Concernant ses autres lignes de compte, le distributeur a publié un bénéfice de 723 millions d'euros contre 1,66 milliard d'euros en 2023. Le flux de trésorerie disponible s'est établi à 1,46 milliard d'euros contre 1,62 milliard d'euros en 2023. Oddo BHF souligne que cette génération de cash est, certes, supérieure aux attentes (1,17 milliard d'euros). Mais elle intègre des éléments non ponctuels et donc par essence non récurrents tels qu'un besoin en fonds de roulement favorable en Argentine ou encore un impact positif lié à la consolidation au second semestre des magasins Cora et Match rachetés, ajoute le courtier.
Pour 2025, Carrefour indique anticiper une "légère" progression de son résultat brut d'exploitation, de son résultat opérationnel courant et de son flux de trésorerie.
Stifel note que la société n'anticipe donc qu'une amélioration limitée de ses résultats alors que pourtant la société connaîtra une "dynamique forte au Brésil". Ce qui peut s'expliquer par la nécessité d'investir dans les prix. Cité par Reuters, le directeur financier, Matthieu Malige, a d'ailleurs indiqué à des journalistes que Carrefour comptait encore baisser ses prix en 2025.
Stifel remarque aussi "un changement de ton" de la direction par rapport à l'automne dernier. "Les volumes sont toujours en baisse dans la plupart des pays européens, alors que la direction espérait une inflexion positive il y a quelques mois", explique le bureau d'études.
Concernant le retour aux actionnaires, la société a annoncé qu'elle proposerait un dividende ordinaire de 92 centimes par action au titre de 2024, auquel elle ajoute un dividende exceptionnel de 23 centimes, contre un dividende de 87 centimes au titre de 2023.
En revanche, et comme le redoutait certains analystes, la société a décidé d'arrêter les rachats d'actions.
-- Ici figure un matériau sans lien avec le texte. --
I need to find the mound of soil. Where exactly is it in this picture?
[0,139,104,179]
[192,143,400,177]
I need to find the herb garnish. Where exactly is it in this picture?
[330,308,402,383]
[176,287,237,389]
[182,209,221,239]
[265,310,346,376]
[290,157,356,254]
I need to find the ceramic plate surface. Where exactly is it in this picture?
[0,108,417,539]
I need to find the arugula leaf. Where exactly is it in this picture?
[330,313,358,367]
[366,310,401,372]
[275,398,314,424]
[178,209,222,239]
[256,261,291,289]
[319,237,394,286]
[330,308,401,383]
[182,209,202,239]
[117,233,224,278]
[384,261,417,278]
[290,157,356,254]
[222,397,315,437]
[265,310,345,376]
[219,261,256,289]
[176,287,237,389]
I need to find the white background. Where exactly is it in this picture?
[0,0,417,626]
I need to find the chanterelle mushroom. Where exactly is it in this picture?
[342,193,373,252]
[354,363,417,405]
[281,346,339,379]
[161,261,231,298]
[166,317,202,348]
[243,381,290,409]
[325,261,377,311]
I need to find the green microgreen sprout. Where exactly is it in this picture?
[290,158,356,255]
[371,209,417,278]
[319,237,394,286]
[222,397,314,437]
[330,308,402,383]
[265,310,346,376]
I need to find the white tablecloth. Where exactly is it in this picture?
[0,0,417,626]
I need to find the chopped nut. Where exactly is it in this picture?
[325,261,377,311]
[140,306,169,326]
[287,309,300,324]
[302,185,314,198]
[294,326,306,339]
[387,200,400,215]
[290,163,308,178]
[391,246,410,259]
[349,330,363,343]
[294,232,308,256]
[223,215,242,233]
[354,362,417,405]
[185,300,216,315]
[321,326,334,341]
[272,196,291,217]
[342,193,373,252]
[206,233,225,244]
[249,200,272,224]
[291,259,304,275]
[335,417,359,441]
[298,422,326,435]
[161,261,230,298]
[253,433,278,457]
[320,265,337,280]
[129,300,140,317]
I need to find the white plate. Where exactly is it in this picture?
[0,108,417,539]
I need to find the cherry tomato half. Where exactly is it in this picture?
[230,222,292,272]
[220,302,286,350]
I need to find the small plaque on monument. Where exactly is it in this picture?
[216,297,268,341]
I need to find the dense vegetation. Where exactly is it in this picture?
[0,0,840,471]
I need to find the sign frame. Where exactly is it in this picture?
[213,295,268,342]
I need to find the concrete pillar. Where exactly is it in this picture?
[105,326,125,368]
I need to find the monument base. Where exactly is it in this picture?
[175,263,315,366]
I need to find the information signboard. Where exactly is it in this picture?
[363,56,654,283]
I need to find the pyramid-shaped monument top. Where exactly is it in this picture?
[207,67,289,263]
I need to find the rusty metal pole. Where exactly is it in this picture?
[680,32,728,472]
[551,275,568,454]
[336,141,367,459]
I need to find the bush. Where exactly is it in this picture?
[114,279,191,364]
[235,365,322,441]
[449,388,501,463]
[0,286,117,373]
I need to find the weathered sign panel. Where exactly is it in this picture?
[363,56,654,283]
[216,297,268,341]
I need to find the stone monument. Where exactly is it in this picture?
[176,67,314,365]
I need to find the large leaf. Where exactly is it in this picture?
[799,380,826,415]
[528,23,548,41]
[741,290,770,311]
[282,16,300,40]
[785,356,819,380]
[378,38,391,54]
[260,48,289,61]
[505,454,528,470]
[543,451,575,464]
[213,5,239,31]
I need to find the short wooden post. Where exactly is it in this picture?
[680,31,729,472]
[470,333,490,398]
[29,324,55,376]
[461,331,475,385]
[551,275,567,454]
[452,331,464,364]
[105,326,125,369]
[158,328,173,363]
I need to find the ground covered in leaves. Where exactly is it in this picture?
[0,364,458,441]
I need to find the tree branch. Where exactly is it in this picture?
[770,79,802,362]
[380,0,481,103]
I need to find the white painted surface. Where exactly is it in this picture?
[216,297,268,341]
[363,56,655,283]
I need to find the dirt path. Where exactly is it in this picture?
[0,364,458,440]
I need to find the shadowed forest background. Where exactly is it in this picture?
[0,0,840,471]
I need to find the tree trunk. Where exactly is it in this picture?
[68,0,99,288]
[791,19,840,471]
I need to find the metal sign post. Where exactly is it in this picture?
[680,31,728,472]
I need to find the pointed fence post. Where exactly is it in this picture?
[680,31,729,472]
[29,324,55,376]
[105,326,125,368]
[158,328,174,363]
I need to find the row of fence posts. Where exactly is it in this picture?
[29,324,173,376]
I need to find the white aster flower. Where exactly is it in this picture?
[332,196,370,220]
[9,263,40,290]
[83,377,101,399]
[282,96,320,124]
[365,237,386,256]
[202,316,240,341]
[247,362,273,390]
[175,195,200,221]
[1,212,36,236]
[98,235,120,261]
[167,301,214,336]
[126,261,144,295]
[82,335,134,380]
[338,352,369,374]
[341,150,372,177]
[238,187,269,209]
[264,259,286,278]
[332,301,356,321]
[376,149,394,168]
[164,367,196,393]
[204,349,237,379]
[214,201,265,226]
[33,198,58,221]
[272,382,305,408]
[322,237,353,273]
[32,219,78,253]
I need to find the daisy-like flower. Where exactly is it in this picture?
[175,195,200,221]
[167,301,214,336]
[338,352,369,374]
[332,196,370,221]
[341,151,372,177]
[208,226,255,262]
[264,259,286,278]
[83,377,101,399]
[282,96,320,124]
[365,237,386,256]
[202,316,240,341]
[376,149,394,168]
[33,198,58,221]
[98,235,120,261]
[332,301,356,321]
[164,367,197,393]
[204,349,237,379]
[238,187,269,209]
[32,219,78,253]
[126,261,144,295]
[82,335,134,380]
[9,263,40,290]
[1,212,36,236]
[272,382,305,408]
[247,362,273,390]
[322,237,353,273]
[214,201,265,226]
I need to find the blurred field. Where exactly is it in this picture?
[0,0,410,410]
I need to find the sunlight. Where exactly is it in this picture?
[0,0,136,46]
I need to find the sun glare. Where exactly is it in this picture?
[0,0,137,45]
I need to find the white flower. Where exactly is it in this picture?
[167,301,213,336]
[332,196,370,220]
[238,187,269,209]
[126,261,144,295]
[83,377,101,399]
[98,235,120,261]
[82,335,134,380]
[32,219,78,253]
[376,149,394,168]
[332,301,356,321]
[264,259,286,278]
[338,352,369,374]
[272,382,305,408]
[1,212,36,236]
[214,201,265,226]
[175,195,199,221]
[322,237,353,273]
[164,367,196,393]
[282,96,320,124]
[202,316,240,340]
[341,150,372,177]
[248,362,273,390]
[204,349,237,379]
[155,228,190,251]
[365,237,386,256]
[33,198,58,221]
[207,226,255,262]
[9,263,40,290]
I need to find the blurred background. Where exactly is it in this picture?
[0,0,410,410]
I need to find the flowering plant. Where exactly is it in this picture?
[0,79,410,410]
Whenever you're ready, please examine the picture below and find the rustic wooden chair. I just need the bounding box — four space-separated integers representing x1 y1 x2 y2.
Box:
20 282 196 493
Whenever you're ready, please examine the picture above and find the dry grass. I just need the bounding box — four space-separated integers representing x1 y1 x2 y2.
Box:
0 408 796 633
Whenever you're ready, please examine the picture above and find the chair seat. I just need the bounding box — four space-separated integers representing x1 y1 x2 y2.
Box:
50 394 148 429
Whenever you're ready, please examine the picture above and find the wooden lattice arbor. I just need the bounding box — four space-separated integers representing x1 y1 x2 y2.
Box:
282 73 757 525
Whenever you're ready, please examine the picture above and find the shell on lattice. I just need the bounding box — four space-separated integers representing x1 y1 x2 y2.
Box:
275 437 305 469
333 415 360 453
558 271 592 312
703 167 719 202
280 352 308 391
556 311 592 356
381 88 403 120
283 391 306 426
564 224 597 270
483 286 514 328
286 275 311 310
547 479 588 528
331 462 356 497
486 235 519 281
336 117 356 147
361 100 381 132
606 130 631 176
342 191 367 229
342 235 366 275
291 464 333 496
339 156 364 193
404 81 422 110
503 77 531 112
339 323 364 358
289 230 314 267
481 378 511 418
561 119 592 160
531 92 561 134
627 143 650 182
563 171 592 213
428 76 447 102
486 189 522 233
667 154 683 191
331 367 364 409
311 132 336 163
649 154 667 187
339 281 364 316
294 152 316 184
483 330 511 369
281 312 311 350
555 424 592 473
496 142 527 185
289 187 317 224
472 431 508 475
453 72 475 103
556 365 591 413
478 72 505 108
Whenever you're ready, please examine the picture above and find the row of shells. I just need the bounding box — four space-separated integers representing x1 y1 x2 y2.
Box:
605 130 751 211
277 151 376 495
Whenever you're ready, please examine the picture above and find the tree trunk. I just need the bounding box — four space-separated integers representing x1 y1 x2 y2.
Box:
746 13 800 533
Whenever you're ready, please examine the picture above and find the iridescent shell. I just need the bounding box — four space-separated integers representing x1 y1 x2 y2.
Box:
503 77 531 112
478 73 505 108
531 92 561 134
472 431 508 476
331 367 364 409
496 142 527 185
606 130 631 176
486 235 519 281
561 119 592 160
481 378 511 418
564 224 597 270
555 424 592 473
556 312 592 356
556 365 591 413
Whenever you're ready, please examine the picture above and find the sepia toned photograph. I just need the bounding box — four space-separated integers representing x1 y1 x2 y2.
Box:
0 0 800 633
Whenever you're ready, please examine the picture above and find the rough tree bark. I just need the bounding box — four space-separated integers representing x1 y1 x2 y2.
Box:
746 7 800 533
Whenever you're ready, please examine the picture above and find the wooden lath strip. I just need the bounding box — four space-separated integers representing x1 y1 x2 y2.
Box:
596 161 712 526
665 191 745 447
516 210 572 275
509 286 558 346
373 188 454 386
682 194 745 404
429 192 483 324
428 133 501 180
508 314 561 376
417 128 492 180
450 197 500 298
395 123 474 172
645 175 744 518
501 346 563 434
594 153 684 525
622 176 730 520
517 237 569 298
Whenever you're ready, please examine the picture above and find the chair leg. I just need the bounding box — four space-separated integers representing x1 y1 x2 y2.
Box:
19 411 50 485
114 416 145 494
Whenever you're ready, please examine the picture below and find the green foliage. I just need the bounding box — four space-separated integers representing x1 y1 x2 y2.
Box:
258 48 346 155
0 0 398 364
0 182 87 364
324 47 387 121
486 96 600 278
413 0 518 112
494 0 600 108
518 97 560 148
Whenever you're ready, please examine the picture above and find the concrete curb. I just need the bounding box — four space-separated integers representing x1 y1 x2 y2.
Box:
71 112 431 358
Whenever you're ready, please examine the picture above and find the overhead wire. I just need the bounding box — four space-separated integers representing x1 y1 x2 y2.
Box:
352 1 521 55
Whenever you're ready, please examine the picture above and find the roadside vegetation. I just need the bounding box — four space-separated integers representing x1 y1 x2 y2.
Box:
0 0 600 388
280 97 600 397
L'entreprise a préféré racheter les minoritaires de sa filiale brésilienne un projet qui a été annoncé la semaine dernière et qui doit avoir un impact bénéfique sur son bénéfice.
Carrefour a aussi expliqué privilégier désormais les dividendes aux rachats d'actions car ces derniers sont "désormais soumis à une taxation lourde en France".
Le projet de loi de finances pour 2025 comprend, en effet, une taxation complexe sur les rachats d'actions. On notera toutefois que plusieurs sociétés (Totalenergies, Société Générale, LVMH, Sanofi) ont, elles, annoncé des rachats d'actions ces dernières semaines…
Si pour Oddo BHF mettre fin aux rachats d'actions est une décision "rationnelle", le courtier estime que cette annonce pourrait "décevoir les actionnaires".
Le bureau d'études a abaissé son opinion ce jeudi à "sous-performance" contre "neutre" précédemment. "L’absence de programme de rachats d'actions, la pression concurrentielle en Europe et en France, ainsi qu’une visibilité réduite sur la recovery (reprise, NDLR) des volumes" devraient "peser à court terme", explique Oddo BHF.
Point positif toutefois, note Alphavalue: Carrefour a annoncé une revue de son portefeuille d'actifs. "Ce qui laisse espérer une sortie des régions non performantes comme l'Italie et la Pologne", explique le bureau d'études indépendant.
"On ne s'interdit rien, c'est une revue stratégique très large et il n'y a pas de sujet hors limite et hors champ",a d'ailleurs déclaré sur ce point Matthieu Malige, cité cette fois par l'AFP.